Whatever the case, I think it’s safe to say he didn’t resemble Keanu Reeves in The Little Buddha, and I doubt he had a halo. But no one knows. Indeed, what we can say for sure about the historical Buddha is not much.

Tradition offers us the dubious story of how he was born out of his mother’s side. That is a standard mythological device. Almost all of the world’s great religious figures are said to have had miraculous births.

Evidently, Gautama was from Kapilavastu, a town on a busy trade route north of Banaras, near the area known today as Nepal.  He belonged to the Shakya clan, who inhabited a territory that was about fifty square miles in size. The Shakyas had a republican style government at the time, not a monarchy, so it’s unlikely that his father, Suddhodana, was a rich and powerful king, instead he was probably the elected head of a tribal ruling council.

Soon after the Buddha’s passing, or perhaps even during his lifetime, his followers began to elaborate his life story, borrowing elements from traditional folklore and other myths. By magnifying his early life to that of a royal prince enjoying every luxury and contrasting it with his period of extreme asceticism, they were able to illustrate the Buddha’s concept of the Middle Way, a path that runs between sensual indulgence and self-mortification. According to the Buddha, the key to spiritual wayfaring is moderation, to live a well-rounded life by avoiding either extreme.

Since so much is unknown about the Buddha, it’s hard to say how he would feel about the veneration afforded him. I remember reading years ago how the Buddha expressly forbade his disciples to worship his relics, and yet, there is an early sutta in which he gives precise instructions on how veneration of his relics should be carried out. So, who knows?

I have great respect for traditional Buddhism, but much of it is centered around the monks. I like Buddhism that is centered around the people.

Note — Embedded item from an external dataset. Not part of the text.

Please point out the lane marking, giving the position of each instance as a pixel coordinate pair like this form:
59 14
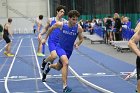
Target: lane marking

I think everyone has a right to view the Buddha however they wish, as long as it’s reasonable. He’s open to interpretation. My Buddha wouldn’t like all this adoration. He’d say, “Don’t take so much care about me, take care about others. Don’t waste time bathing some stupid baby Buddha statue, bathe a homeless child. Give some clothes to the needy. Do something meaningful.”

My Buddha would have said to the monks, “The people eat first. We eat last.”


3 thoughts on “If You Meet the Buddha on the Street

  1. Nice – I agree about the way spiritual leaders tend to become the focus of their followers more than what they are trying to teach. It kind of reminds me of the scene in the Life of Brian where Brian has been running from a crowd of followers who find him hiding in a hole in the ground. The stupidity of that scene culminates in him telling them all to f**k off, at which point the crowd asks in unison “how shall we f**k off oh lord?”